Ah…how appropriate that simple Aligoté of Castor’s was with those superb slipper soles in aspic that the College did so well…perhaps he should not have had so many glasses of Chablis to follow, but soddit…and those young people were so lovely…their conversation was so fresh and invigorating…

He looked down at the river and across to the college gardens. The sunlight was brilliant, the river sparkled, and young people were punting slowly past there, like every summer he could remember. The university year was over again, quiet college life and Pimms parties would descend once more, even if that morning his bedder had jarringly reminded him that ‘the organs will soon be up’, meaning the candidates for organ scholarships… ‘The organs’! Dreadful woman, but it was still paradise, paradise…

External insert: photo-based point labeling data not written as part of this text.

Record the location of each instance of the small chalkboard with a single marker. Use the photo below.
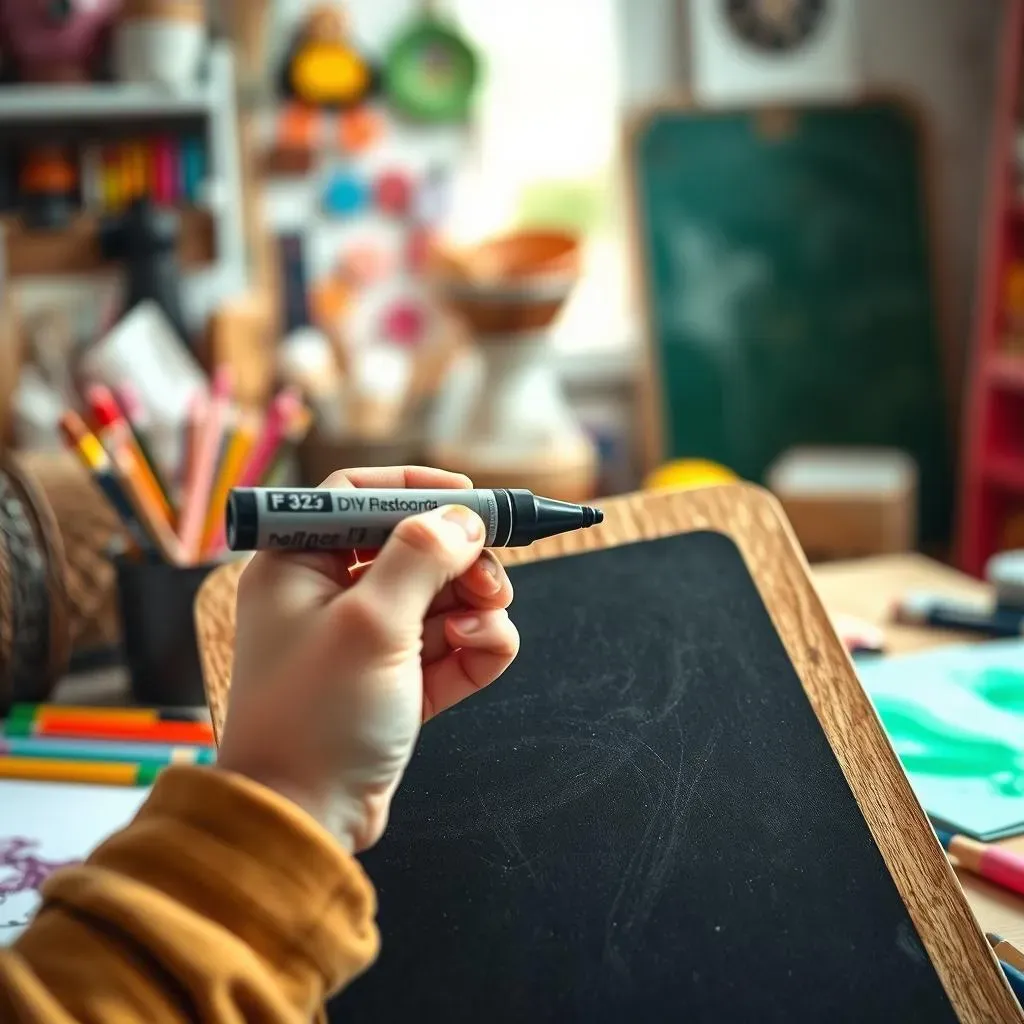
(642, 821)
(678, 804)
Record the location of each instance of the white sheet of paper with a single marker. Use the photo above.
(44, 825)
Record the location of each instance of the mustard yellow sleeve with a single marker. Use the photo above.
(220, 903)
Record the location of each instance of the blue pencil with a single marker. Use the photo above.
(1016, 979)
(97, 750)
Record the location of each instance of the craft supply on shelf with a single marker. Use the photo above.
(517, 424)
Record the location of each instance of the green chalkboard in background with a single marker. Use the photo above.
(788, 283)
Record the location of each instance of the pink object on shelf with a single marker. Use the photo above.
(393, 193)
(55, 43)
(365, 263)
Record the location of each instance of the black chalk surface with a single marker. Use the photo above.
(642, 821)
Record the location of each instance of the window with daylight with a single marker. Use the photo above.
(546, 143)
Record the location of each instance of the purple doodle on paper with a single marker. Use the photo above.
(23, 871)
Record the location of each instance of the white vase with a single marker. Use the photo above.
(516, 427)
(161, 51)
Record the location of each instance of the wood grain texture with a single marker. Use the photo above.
(754, 520)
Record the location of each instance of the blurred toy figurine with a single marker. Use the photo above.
(323, 67)
(55, 40)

He loosened his tie and sipped the chill Meursault. The Master’s Garden below was a vision of pink lavatera… The undergraduate at the back of that punt, complete with boater, had a cheeky little bum, and was full of grace…though nothing to compare with dear Adrian… ‘A young Apollo, golden-haired’ indeed… Les vrais paradis sont les paradis qu’on a perdus… No no, not that ghastly quote again…

He heaved a deep sigh. Girls’ laughter and voices reached him from the river, but he drifted into a dazed sleep… Then he gradually became aware of someone looking at him from above the trees beyond the river. He opened his eyes and started.

‘It’s Ginger, my old cat!’

He threw his arms up towards the great feline head, and passed over.